O BIOPODER E O DIREITO À PRIVACIDADE: A TECNOLOGIA A SERVIÇO DA SOCIEDADE DE CONTROLE



Riany Alves de Freitas
Técnica do Ministério Público de Minas Gerais.Pós-Graduada em Gestão Estratégica da Informação pela Universidade Federal de Minas Gerais. Graduada em Tecnologia em Processamento de dados pela Fundação Mineira de Educação e Cultura. Acadêmica em Direito pela Pontifícia Universidade Católica de Minas Gerais


Resumo
O problema  da  utilização  de  meios  tecnológicos  para  monitorar,  registrar  e reconhecer a população como instrumento de controle da sociedade: o biopoder e a utilização do Direito em defesa da sociedade contra a irrestrita coleta e utilização de dados pessoais.
Palavras-chaves:  Monitorar;  Registrar;  Reconhecer;  Direito  à  Privacidade; Biopoder.
Abstract
The problem of the technological ways to monitor, to register and recognize the population as instrument of control on the society: biopower and the use of the Law as society´s defense against the unrestricted collection and use of personal datas.
Keywords: to monitor; to register; to recognize, right to privacy; biopower.
 1. Introdução

Existe uma constante mudança nas formas de imposição de poder e suas relações nas sociedades. Em cada período da história, observam-se adaptações no sistema soberano, em que as características predominantes de um se convertem em outras características. Neste trabalho, é de  fundamental  importância  demonstrar as definições de Foucault sobre o poder excludente, disciplinar e o biopoder.
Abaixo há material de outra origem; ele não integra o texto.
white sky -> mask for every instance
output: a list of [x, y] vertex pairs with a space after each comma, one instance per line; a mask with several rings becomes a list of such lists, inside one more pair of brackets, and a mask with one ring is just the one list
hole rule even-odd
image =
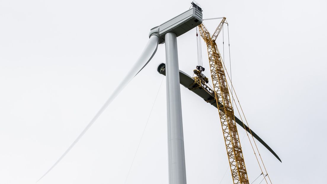
[[[198, 1], [204, 18], [227, 17], [233, 85], [250, 127], [283, 161], [258, 144], [273, 183], [324, 182], [327, 3]], [[190, 3], [0, 1], [0, 183], [35, 183], [127, 74], [150, 29]], [[212, 33], [219, 21], [204, 23]], [[191, 75], [195, 34], [178, 39], [180, 69]], [[40, 184], [124, 183], [164, 46]], [[181, 91], [188, 183], [231, 183], [217, 110]], [[165, 100], [164, 82], [127, 184], [168, 183]], [[261, 172], [246, 137], [242, 144], [251, 182]]]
 Para Foucault, o poder excludente, predominante na Antiguidade e na Idade Média, compreende a “marginalização”, em que os indivíduos considerados anormais são rejeitados, excluídos do convívio social, em espaço separado fora dos limites da comunidade. A reação que se demonstra é negativa, pois as sanções são repressivas e punitivas. “É preciso punir de outro modo: eliminar essa confrontação física entre soberano e condenado; esse conflito frontal entre a vingança do príncipe e a cólera contida do povo, por intermédio do supliciado e do carrasco”. (FOUCAULT, 1987, p. 63).

O poder disciplinar, emergente no final do século XVII, é aquele que impõe  determinadas  formas  de  conduta  desejáveis e os indivíduos são docilizados. A reação é positiva, pois não mais são reprimidos os indivíduos, apenas são tornados submissos e destinados a se comportarem de determinada maneira pré-estabelecida.  Os indivíduos não são excluídos, mas treinados e capacitados ao exercício do trabalho. O objetivo é diminuir os custos do poder, tornar os indivíduos dóceis, úteis à produtividade, aumentar a produção de aptidões para trabalhar em escolas, hospitais, etc, e ao mesmo tempo, intensificar os efeitos do poder.
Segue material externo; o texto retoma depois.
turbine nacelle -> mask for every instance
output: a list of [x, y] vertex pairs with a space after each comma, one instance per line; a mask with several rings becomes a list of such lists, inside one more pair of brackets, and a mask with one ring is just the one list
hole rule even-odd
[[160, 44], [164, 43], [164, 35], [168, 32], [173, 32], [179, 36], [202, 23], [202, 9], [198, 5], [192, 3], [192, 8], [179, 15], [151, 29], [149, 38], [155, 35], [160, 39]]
O conceito de disciplina de FOUCAULT, definido pelas técnicas de controle e sujeição do corpo com o objetivo de tornar o indivíduo dócil e útil, capaz de fazer o que queremos e de operar como queremos, representa uma teoria materialista da ideologia nas sociedades capitalistas, implementada com o objetivo de separar o poder do sujeito sobre a capacidade produtiva do corpo, necessário para a subordinação do trabalho assalariado ao capital. (SANTOS, 2005, p. 8).

Este trabalho tem por foco o controle populacional, emergente na segunda metade do século XVIII, no qual o Estado utiliza tecnologias e estatísticas para exercer o seu poder sobre a sociedade: o biopoder, e em conseqüência disso, acaba por ferir o direito de privacidade, igualdade e liberdade da população. Não procuramos restringir o trabalho somente à população brasileira, uma vez que o biopoder pode ser exercido em qualquer população que utiliza os meios tecnológicos para exercer o controle sobre os controlados.

2. Monitorar, registrar e reconhecer

A tríade de direitos indispensáveis ao direito à privacidade consiste em não ser monitorado, registrado ou reconhecido.

Vianna (2007) define que monitorar significa utilizar instrumentos eletrônicos para ampliar os sentidos humanos e focalizá-los sobre determinados ambientes, comunicações ou pessoas, com fins de controle e/ou registro de condutas. Esta técnica tem por antecedente o panoptismo.

Os primeiros estudos sociológicos e jurídicos sobre a monitoração eletrônica identificam seus antecedentes no panoptismo. O panóptico foi concebido por Jeremy Bentham, no século XVIII, como um instrumento arquitetônico de controle disciplinar que poderia ser aplicado tanto a prisões quanto a manufaturas, hospitais, hospícios, escolas ou qualquer outro estabelecimento no qual pessoas de qualquer tipo necessitem ser mantidas sob inspeção. (VIANNA, 2007, p. 71).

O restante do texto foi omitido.